Oder doch der bewaffnete Kampf? „Die Revolution beginnt im Kopf“, so eine Parole der Zeit.
„Kein Sinn ergibt Sinn“, ruft jemand. Nur „Dear Prudence“, die alles glaubt, kann man alles erzählen.
Stimmlich bieten die jungen Schauspieler allererste Klasse.

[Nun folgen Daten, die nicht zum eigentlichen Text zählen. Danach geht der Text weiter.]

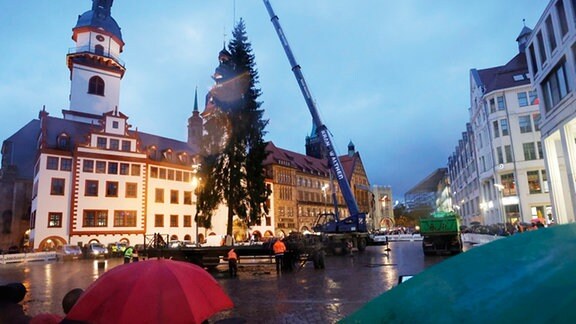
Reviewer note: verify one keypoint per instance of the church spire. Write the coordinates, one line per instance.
(195, 100)
(195, 124)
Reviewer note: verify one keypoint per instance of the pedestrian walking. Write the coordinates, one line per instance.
(279, 249)
(128, 254)
(232, 263)
(135, 255)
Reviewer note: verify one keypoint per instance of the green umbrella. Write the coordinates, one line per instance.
(525, 278)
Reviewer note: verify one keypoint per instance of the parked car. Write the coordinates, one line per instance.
(116, 249)
(97, 250)
(68, 252)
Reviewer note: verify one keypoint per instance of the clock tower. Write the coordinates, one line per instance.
(95, 65)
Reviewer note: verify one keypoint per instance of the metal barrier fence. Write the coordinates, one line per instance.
(27, 257)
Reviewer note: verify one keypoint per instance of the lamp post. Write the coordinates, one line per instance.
(324, 188)
(194, 186)
(500, 187)
(195, 183)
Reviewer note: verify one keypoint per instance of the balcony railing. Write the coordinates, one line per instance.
(92, 49)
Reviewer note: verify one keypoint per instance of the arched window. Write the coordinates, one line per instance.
(99, 49)
(96, 86)
(63, 141)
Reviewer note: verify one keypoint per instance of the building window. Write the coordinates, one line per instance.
(96, 86)
(504, 127)
(533, 95)
(95, 218)
(112, 168)
(555, 86)
(500, 155)
(529, 151)
(63, 141)
(562, 17)
(114, 144)
(534, 182)
(173, 196)
(57, 187)
(492, 105)
(111, 189)
(536, 120)
(173, 220)
(541, 48)
(522, 99)
(187, 221)
(88, 166)
(124, 168)
(159, 220)
(131, 189)
(496, 129)
(533, 62)
(52, 163)
(65, 164)
(91, 189)
(551, 36)
(124, 218)
(508, 153)
(501, 102)
(54, 219)
(507, 180)
(100, 167)
(135, 169)
(187, 197)
(159, 195)
(101, 142)
(126, 146)
(525, 123)
(99, 50)
(540, 152)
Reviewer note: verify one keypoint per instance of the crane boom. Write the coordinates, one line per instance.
(321, 129)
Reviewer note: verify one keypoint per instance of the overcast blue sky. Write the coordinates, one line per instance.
(391, 76)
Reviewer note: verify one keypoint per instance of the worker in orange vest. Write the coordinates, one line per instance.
(232, 263)
(279, 250)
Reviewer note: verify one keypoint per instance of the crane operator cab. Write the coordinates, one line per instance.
(329, 223)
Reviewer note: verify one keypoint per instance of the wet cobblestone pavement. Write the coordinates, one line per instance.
(260, 295)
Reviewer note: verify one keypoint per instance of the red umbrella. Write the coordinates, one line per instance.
(151, 291)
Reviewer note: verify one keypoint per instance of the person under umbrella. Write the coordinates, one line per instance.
(151, 291)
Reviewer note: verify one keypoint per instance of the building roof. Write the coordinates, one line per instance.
(308, 164)
(100, 18)
(512, 74)
(430, 183)
(303, 163)
(19, 150)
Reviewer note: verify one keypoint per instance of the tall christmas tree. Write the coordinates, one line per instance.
(233, 143)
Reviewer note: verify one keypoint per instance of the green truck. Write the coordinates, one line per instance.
(441, 233)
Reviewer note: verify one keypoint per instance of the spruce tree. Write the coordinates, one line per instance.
(233, 144)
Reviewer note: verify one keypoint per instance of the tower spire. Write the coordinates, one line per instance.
(195, 100)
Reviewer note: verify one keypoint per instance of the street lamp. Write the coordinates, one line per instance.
(324, 189)
(195, 183)
(501, 187)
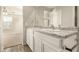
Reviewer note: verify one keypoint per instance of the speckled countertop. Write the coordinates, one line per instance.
(58, 33)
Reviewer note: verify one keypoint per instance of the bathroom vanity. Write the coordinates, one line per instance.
(48, 40)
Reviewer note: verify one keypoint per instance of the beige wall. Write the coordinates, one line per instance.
(67, 16)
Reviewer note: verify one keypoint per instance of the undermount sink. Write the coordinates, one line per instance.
(56, 30)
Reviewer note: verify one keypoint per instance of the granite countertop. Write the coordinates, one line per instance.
(58, 33)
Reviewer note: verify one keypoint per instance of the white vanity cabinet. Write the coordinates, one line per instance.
(29, 38)
(45, 43)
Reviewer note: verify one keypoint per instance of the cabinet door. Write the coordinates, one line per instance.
(30, 38)
(37, 43)
(47, 47)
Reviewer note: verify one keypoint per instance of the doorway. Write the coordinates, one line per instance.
(12, 24)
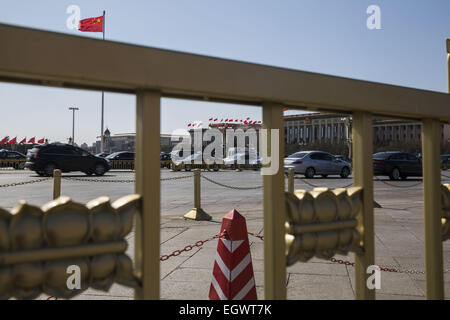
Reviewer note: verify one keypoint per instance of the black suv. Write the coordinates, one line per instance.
(44, 159)
(13, 159)
(397, 165)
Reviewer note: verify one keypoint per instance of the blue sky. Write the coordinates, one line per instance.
(325, 36)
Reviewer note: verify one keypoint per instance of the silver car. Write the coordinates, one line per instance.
(311, 163)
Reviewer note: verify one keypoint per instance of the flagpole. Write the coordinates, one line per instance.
(103, 94)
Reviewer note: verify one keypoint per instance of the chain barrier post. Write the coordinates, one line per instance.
(362, 137)
(291, 174)
(197, 212)
(431, 134)
(56, 183)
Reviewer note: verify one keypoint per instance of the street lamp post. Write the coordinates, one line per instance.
(73, 123)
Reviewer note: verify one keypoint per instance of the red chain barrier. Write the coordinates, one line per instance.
(199, 244)
(348, 263)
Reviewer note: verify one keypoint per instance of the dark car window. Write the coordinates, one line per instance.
(381, 156)
(397, 156)
(125, 156)
(14, 155)
(298, 155)
(315, 156)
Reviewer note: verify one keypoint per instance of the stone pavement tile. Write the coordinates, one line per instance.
(185, 290)
(319, 287)
(168, 249)
(395, 283)
(201, 275)
(116, 290)
(179, 243)
(101, 297)
(199, 233)
(204, 258)
(318, 268)
(168, 233)
(422, 285)
(384, 296)
(169, 265)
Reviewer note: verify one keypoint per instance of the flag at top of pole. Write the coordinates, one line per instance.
(91, 24)
(96, 24)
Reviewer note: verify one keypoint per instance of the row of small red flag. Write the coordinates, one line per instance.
(247, 121)
(24, 140)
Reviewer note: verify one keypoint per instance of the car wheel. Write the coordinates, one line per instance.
(99, 169)
(48, 169)
(395, 174)
(310, 172)
(345, 172)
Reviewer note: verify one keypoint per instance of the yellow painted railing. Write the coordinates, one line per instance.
(12, 163)
(51, 59)
(64, 233)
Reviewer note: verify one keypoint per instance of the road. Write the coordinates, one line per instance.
(398, 228)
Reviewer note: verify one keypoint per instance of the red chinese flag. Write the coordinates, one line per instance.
(91, 24)
(12, 141)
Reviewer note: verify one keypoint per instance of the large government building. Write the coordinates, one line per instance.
(330, 127)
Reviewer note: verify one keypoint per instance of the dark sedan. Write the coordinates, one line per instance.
(397, 165)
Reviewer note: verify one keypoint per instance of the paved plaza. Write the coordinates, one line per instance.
(399, 232)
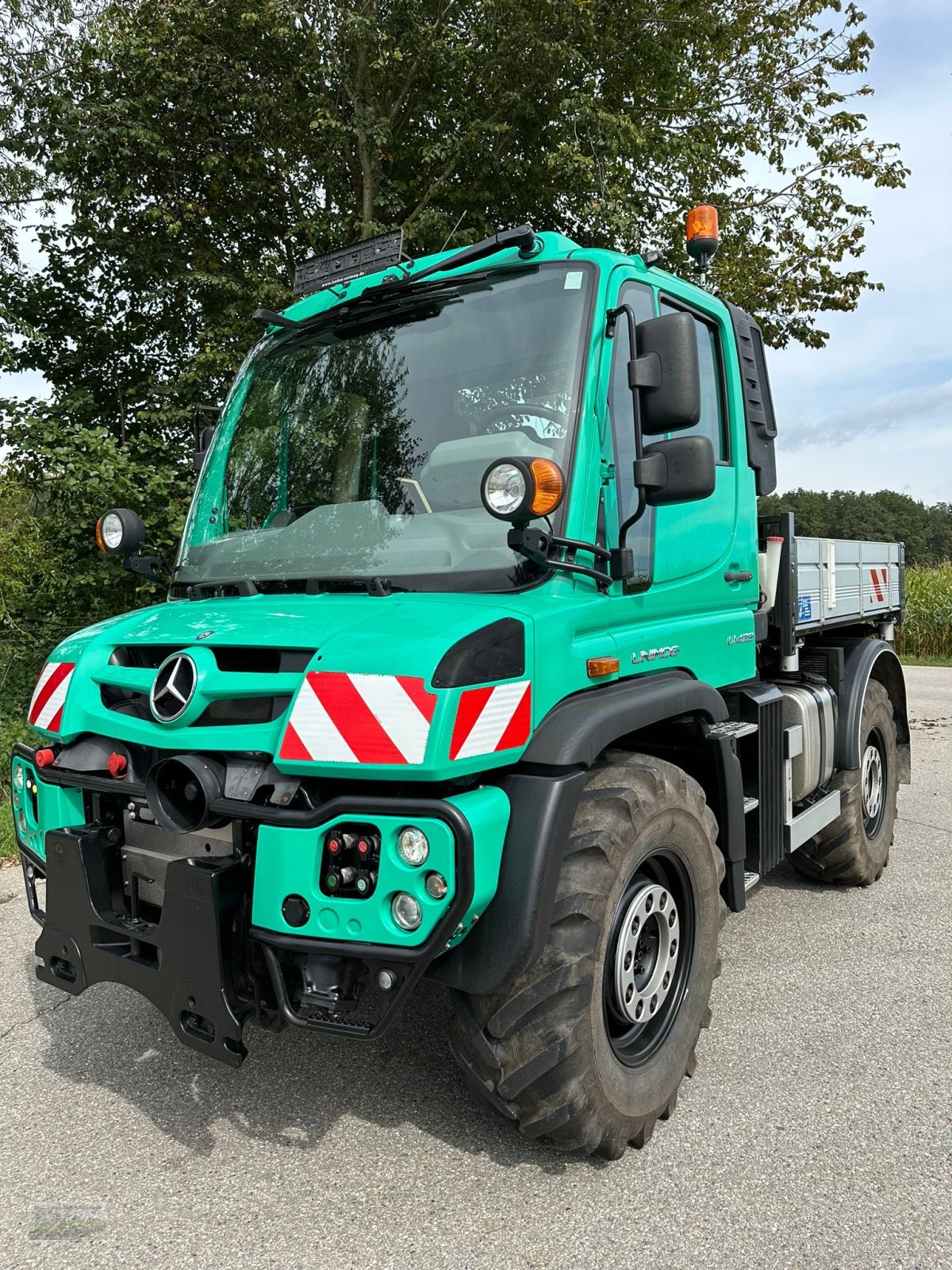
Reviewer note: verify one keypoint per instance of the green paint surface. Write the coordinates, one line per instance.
(44, 808)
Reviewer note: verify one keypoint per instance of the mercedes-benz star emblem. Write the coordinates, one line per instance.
(173, 687)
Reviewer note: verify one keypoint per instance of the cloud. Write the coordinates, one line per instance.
(908, 410)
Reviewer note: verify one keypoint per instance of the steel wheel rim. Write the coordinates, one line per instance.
(873, 783)
(666, 952)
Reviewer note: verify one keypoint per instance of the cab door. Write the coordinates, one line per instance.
(695, 590)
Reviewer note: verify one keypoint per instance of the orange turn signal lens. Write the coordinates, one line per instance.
(601, 666)
(702, 222)
(549, 487)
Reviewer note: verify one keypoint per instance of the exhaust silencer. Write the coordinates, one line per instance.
(179, 791)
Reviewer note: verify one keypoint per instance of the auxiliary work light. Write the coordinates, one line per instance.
(520, 489)
(406, 911)
(413, 846)
(120, 531)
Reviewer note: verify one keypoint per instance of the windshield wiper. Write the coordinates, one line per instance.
(378, 587)
(393, 292)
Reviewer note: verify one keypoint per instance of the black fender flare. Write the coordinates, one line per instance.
(543, 800)
(585, 724)
(869, 660)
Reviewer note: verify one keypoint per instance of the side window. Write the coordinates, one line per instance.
(712, 417)
(620, 410)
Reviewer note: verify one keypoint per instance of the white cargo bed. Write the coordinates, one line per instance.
(841, 581)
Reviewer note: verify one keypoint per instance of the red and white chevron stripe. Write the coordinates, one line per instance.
(359, 719)
(46, 708)
(492, 719)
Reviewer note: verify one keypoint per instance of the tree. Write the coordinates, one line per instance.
(884, 516)
(201, 149)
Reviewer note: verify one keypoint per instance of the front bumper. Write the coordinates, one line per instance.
(198, 956)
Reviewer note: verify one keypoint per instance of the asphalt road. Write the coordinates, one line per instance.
(816, 1133)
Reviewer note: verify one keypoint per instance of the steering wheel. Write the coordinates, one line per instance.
(527, 410)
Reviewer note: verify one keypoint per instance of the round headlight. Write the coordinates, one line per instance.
(120, 531)
(505, 489)
(406, 911)
(437, 887)
(413, 848)
(111, 531)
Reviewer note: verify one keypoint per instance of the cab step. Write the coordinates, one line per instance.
(733, 728)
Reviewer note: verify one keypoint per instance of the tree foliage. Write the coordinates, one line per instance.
(196, 150)
(175, 156)
(881, 518)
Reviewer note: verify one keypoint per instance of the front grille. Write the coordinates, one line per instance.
(225, 710)
(243, 710)
(244, 660)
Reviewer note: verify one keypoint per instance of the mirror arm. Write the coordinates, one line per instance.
(536, 545)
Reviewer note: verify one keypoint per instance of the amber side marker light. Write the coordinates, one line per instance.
(550, 487)
(702, 234)
(601, 666)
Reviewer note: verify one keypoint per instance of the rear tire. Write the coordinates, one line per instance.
(560, 1052)
(856, 849)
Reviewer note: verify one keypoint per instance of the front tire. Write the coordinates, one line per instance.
(589, 1047)
(856, 849)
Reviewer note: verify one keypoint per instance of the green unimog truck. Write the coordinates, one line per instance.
(476, 664)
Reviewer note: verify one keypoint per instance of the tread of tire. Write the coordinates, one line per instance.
(524, 1043)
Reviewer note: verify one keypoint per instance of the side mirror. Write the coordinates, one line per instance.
(666, 374)
(203, 438)
(202, 448)
(120, 533)
(681, 470)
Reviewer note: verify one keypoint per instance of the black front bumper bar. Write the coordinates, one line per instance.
(186, 962)
(181, 963)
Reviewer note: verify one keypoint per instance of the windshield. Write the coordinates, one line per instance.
(357, 450)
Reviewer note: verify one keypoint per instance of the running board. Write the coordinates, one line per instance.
(809, 823)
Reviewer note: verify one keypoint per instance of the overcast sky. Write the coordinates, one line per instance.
(873, 408)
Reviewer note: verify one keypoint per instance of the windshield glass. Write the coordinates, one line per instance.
(357, 451)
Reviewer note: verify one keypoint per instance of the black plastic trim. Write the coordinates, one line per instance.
(495, 652)
(513, 930)
(759, 416)
(583, 725)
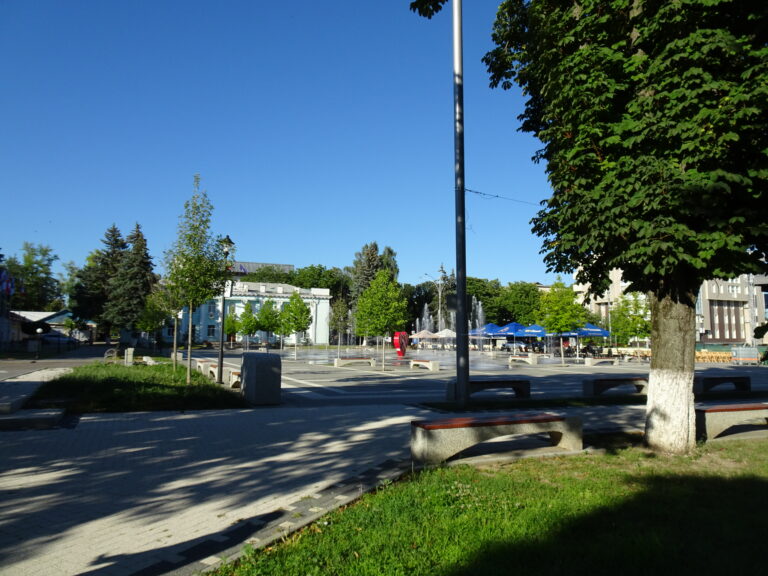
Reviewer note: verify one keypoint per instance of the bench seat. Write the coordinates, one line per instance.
(705, 384)
(337, 362)
(596, 386)
(434, 441)
(431, 365)
(711, 421)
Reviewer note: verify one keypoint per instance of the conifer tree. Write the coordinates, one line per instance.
(131, 284)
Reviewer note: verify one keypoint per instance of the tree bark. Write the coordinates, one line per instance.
(189, 346)
(670, 424)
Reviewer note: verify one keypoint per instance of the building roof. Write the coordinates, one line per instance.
(242, 268)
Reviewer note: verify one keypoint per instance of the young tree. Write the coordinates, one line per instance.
(131, 284)
(630, 318)
(339, 320)
(197, 263)
(249, 325)
(295, 317)
(231, 324)
(272, 274)
(154, 314)
(652, 116)
(560, 312)
(381, 309)
(518, 302)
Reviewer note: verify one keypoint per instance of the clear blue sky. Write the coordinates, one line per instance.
(316, 127)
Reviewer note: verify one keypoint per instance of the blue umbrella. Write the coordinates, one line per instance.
(509, 329)
(534, 330)
(592, 330)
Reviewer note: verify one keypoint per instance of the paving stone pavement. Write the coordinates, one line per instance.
(174, 493)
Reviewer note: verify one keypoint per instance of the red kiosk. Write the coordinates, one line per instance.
(400, 342)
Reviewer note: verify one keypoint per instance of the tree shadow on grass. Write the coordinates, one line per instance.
(685, 525)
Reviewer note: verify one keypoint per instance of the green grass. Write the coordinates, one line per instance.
(624, 511)
(102, 387)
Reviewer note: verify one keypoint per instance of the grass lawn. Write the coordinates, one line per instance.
(622, 511)
(100, 387)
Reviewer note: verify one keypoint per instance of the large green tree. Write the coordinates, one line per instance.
(295, 317)
(367, 263)
(249, 325)
(131, 284)
(36, 287)
(381, 308)
(197, 262)
(559, 312)
(91, 288)
(652, 119)
(630, 318)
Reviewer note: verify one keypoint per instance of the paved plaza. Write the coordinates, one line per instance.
(171, 492)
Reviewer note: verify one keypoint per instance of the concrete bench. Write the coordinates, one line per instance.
(233, 378)
(596, 386)
(591, 361)
(711, 421)
(431, 365)
(434, 441)
(202, 366)
(522, 388)
(338, 362)
(532, 359)
(705, 384)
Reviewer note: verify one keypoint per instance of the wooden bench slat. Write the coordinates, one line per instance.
(472, 422)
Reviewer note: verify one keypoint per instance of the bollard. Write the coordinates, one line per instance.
(260, 376)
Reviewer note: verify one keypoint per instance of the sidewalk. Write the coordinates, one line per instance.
(169, 492)
(151, 493)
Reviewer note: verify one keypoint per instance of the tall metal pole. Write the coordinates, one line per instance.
(460, 391)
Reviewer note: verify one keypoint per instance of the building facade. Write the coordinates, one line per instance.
(206, 320)
(727, 311)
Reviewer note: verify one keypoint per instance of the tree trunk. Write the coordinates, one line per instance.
(670, 422)
(175, 342)
(189, 346)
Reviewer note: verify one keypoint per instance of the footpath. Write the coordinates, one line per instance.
(175, 493)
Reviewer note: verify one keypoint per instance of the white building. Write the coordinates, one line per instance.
(206, 320)
(727, 311)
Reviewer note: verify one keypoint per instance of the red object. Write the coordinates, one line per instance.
(401, 343)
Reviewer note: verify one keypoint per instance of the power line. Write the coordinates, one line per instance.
(499, 197)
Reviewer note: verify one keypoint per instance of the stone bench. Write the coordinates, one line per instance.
(431, 365)
(522, 388)
(596, 386)
(338, 362)
(532, 359)
(705, 384)
(592, 361)
(202, 365)
(434, 441)
(711, 421)
(233, 377)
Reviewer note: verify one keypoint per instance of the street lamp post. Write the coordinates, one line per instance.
(227, 245)
(39, 343)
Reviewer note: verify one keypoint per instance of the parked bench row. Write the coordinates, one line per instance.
(229, 376)
(702, 385)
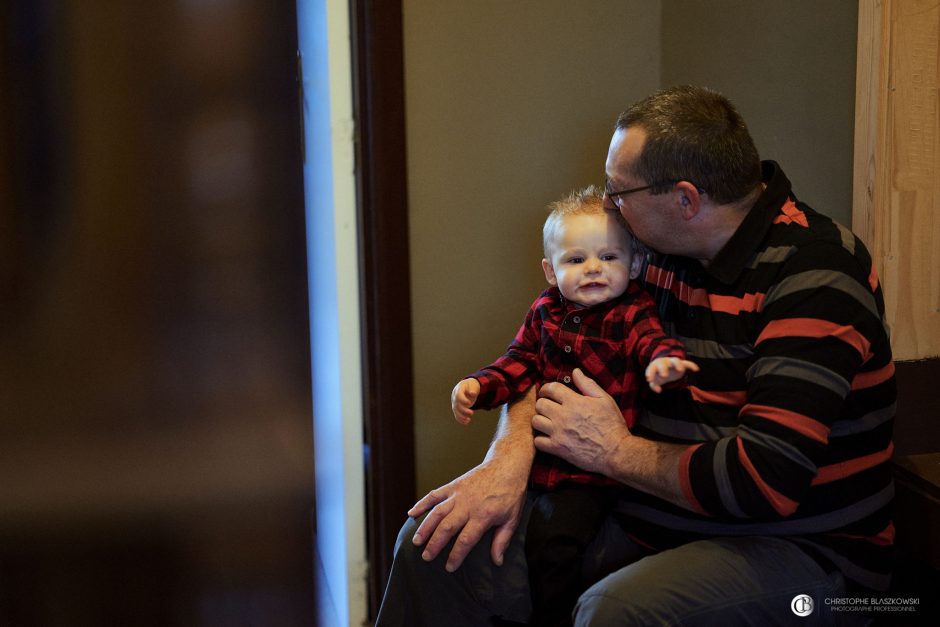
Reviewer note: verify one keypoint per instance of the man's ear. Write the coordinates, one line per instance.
(689, 198)
(549, 272)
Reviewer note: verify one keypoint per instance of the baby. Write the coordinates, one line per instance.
(593, 318)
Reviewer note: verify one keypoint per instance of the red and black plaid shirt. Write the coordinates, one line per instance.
(612, 343)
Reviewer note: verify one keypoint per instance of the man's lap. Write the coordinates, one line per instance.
(724, 580)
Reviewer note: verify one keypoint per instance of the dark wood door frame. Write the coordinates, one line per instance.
(386, 295)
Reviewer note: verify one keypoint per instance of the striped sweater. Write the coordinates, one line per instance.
(789, 421)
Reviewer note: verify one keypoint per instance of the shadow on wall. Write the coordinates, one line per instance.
(155, 437)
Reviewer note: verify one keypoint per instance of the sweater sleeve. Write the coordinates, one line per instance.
(819, 334)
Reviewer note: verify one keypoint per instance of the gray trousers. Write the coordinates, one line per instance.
(722, 581)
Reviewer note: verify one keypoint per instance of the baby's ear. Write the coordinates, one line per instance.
(636, 264)
(549, 272)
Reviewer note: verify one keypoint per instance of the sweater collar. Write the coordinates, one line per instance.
(740, 248)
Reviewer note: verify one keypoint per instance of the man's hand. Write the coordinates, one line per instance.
(588, 430)
(488, 496)
(585, 429)
(462, 398)
(469, 505)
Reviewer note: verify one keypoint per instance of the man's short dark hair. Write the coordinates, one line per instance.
(694, 134)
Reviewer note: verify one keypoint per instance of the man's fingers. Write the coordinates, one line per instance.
(445, 527)
(501, 537)
(541, 424)
(429, 500)
(468, 538)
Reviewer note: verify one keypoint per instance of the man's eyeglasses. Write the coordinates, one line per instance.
(614, 195)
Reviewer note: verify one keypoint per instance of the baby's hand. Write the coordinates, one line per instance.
(666, 369)
(462, 399)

Beatrice Reece beweist als „Prudence“ ihre immense Rockröhre, Cornelia Löhr begeistert nicht minder stimmgewaltig als „Martha“, Andrea Köhler als „Sexy Sadie“ und Sophie Schmidt ist eine grandiose „Julia“.
Überwältigend die Regieeinfälle wie etwa die Schwarzlichtschilder bei „Obladi oplada“ oder die gesamte Lichtgestaltung.
Nach einem tosenden, psychedelischen Farbgewitter folgt die von Ron Merza als düster-hypnotischem Mörder Charles Manson verkörperte, im Blutrausch ertrinkende „Helter-Skelter“-Verführung.
Am Ende tobt das stehende Publikum, feiert die Aufführung mit frenetischen Begeisterungsstürmen, und fordert drei Zugaben für einen Abend fernab jeder Nostalgie, sondern anhand hervorragend inszenierten Theaters lebendig gewordener Musik- und Kulturgeschichte.